In Phineas Redux, the two men never appear together--even in the television adaptation (scripted by novelist Simon Raven), they share the screen only in a brief scene in the courtroom where Phineas is standing trial for the murder committed by Emilius, and Emilius is brought in to demonstrate the grey coat he could have worn might have been the one identified by the shaky witness Lord Fawn (As Lord Fawn is played by Derek Jacobi, who, like Anthony Ainley (Emilius) played went on to play the recurring Doctor Who villain the Master, this episode is a Whovian's delight.) In the novel, it is Mr. Chaffanbrass's Solicitor's clerk Scruby who dons the coat, and so Phineas and Rev. Emilius do not meet, that we see.

And yet, vastly different as Emilius and Phineas are, there are some comparisons to be made. They both are charming outsiders, who rise in society due to their charisma and ability to win the admiration of others, especially of women. In a sense, Mr. Emilius is a tawdry, distorted mirror image of Phineas--Phineas as he might appear, say, to Mr. Kennedy, Lady Laura's insanely jealous husband. They have one other thing in common, as occurred to me in writing the introduction to a trial in which Phineas is defense counsel:
For the criminal trial is many things—a search for truth, a drama, a battle in which every technique of rhetoric and wit is brought to bear in the contest for victory. But it is nothing quite so much as it is a crucible testing the characters of all involved, though none so harshly as that of the accused, which must, unless it is of true steel, crack.

Phineas Finn had not cracked. Neither, though, had that other man, Joseph Emilius. If ever they were to meet again, each would have the measure of the other in a way that very few could understand, almost none who had not undergone the ordeal they each had survived. While the one man strove to use his days to do good, and the other sought to bend the precepts of what is good to his own uses, both had faced the extremity of fear and shame—and had come through intact.
After writing that, how could I not bring them together?

Finding his core required an evaluation of the outer man in trying to find the inner. The novel is informative, as Trollope always gives his characters their due, even the villains. Emilius' coolness under pressure, his seemingly unshakeable faith in his own rectitude is admirably well described, as is his slightly oily charm. Emilius has grit, whatever else he has--he never breaks, despite the mounting odds against him.

Anthony Ainley's performance was also suggestive. His portrayal of Emilius is highly stylized and theatrical--for Ainley, Emilius is a man conscious of playing a part, and aware that his every motion is calculated, planned, and affected. The real Emilius is only briefly glimpsed, as Ainley portrays him--once, in a moment of insolent ease with his then-wife Lizzie and once later in a hostile confrontation with her and Mr. Bonteen.
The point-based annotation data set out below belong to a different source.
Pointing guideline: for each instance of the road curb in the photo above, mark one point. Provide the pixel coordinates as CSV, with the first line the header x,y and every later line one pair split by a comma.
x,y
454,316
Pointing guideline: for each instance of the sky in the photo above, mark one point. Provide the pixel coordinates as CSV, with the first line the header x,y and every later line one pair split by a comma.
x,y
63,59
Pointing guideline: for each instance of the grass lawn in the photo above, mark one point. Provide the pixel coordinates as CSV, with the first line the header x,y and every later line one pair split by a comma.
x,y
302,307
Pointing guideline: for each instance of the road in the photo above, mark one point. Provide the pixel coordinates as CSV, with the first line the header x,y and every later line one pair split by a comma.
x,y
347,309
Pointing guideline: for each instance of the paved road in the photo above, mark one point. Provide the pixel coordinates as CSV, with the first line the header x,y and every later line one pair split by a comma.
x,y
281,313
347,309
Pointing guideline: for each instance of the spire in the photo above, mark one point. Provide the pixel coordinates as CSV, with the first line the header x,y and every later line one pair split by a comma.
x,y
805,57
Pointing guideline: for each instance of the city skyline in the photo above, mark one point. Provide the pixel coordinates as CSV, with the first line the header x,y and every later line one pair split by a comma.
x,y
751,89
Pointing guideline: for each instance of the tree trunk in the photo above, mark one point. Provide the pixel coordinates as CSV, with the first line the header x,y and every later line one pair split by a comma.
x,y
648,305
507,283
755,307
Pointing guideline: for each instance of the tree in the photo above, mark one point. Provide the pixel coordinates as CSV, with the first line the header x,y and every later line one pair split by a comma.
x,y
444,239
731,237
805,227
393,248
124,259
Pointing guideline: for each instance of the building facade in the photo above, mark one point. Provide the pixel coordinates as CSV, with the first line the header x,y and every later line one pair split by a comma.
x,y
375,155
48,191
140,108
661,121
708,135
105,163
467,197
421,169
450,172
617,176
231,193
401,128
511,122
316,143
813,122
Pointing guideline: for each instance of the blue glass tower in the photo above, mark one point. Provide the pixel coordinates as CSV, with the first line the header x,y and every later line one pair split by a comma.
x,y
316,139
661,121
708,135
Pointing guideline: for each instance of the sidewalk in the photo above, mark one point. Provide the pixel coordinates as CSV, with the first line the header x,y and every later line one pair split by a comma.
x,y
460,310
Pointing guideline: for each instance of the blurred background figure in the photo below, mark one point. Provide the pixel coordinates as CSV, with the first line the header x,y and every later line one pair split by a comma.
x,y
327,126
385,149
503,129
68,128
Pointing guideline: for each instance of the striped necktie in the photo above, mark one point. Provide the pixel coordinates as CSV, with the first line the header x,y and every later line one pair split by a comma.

The clip above shows Anthony Ainley at his first Doctor Who convention, in 1981. He uses many of the mannerisms he brought to the screen as the Master, but also the conscious display of a very calculated, mannered performance of a character that made his Emilius so memorable. Note how he veers back and forth between the likable, unaffected cricket fan and the suave, musical tones of the Master. He knew who the fans wanted to see, and gave them enough of it to satisfy. That's just what Emilius does--he's constantly onstage, giving his devotees what they want, while the real man beneath is unseen, save in glimpses.

Which leads to the question: What is Joseph Emilius protecting?

And my answer to that question--consistent, I believe with every word Trollope wrote about the man in the two novels in which he appears--is what led me to what I believe to be the man underneath the mask.

Update: In a surprising bit of unconscious plagiarism, I did not mention that the point of the parallels between Phineas and Emilius (even their names echo each other) was brought into relief by Nicholas Birns in his lecture to the the Trollope Society on Phineas Finn and the Bidungsroman; after our discussion at the lecture, Professor Birns was kind enough to share with me his prepared text, which I have found very helpful in many ways, and it is a pleasure to acknowledge his insights.